Qual é a alternativa, então? Deus. Isso implica nobreza espiritual superior, uma vida espiritual ativa. O Espírito Santo quer abrir nossos olhos e, por meio de Sua atuação, desconstruir nossos falsos conceitos de felicidade. Se ouvirmos Sua voz, haverá uma decisão voluntária em favor do que é eterno, e uma indiferença genuína aparecerá diante das vaidades humanas. “Então, o Espírito de Deus, mediante a fé, produz nova vida na alma. Os pensamentos e desejos são postos em obediência à vontade de Cristo […] então, a lei de Cristo é escrita na mente e no coração, e podemos dizer como Cristo: ‘Deleito-Me em fazer a Tua vontade, ó Deus meu”!

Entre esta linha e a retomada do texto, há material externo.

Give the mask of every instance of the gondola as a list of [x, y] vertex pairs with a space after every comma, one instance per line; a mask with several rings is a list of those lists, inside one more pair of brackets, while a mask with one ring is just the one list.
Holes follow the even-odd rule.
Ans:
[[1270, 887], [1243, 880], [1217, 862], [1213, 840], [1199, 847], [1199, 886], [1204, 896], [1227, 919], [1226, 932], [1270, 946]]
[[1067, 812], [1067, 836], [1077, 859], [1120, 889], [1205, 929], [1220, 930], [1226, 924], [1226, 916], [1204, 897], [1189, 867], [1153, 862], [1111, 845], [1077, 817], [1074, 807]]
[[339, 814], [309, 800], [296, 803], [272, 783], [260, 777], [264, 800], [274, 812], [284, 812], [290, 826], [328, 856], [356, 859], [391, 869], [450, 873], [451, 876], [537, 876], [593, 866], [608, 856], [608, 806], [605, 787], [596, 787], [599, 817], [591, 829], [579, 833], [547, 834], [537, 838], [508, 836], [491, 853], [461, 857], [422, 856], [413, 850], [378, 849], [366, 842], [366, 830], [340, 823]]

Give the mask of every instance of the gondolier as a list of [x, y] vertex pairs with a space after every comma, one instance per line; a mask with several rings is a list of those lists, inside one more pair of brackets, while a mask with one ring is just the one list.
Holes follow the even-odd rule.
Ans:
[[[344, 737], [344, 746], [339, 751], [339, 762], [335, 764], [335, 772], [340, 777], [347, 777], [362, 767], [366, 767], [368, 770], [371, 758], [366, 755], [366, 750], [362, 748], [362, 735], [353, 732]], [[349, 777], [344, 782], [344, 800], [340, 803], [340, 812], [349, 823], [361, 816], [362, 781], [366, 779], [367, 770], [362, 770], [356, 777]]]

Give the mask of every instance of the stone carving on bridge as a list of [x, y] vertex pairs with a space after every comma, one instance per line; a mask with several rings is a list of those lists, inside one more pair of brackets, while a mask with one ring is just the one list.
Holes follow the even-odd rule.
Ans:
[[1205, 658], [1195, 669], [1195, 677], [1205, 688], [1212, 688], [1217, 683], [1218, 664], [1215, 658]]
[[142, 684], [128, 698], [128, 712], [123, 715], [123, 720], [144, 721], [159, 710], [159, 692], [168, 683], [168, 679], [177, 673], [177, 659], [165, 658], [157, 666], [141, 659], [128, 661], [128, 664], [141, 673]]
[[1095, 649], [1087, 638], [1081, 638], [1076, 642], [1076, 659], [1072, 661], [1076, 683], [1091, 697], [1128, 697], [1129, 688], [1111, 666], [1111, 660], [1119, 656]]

Creriane Nunes Lima (via Revista Adventista)

Referências
1. Girard, René. A Violência e o Sagrado. São Paulo: Editora Estadual Paulista, 1º edição; 1990.
2. Citado por Zadcrison, James W. Eclesiastes (Lição da Escola Sabatina, 2007), p. 84.
3. White, Ellen G. O Desejado de Todas as Nações, p. 187.
4. White, Ellen G. Atos dos Apóstolos, p. 566.
5. White, Ellen G. O Desejado de Todas as Nações, p. 176.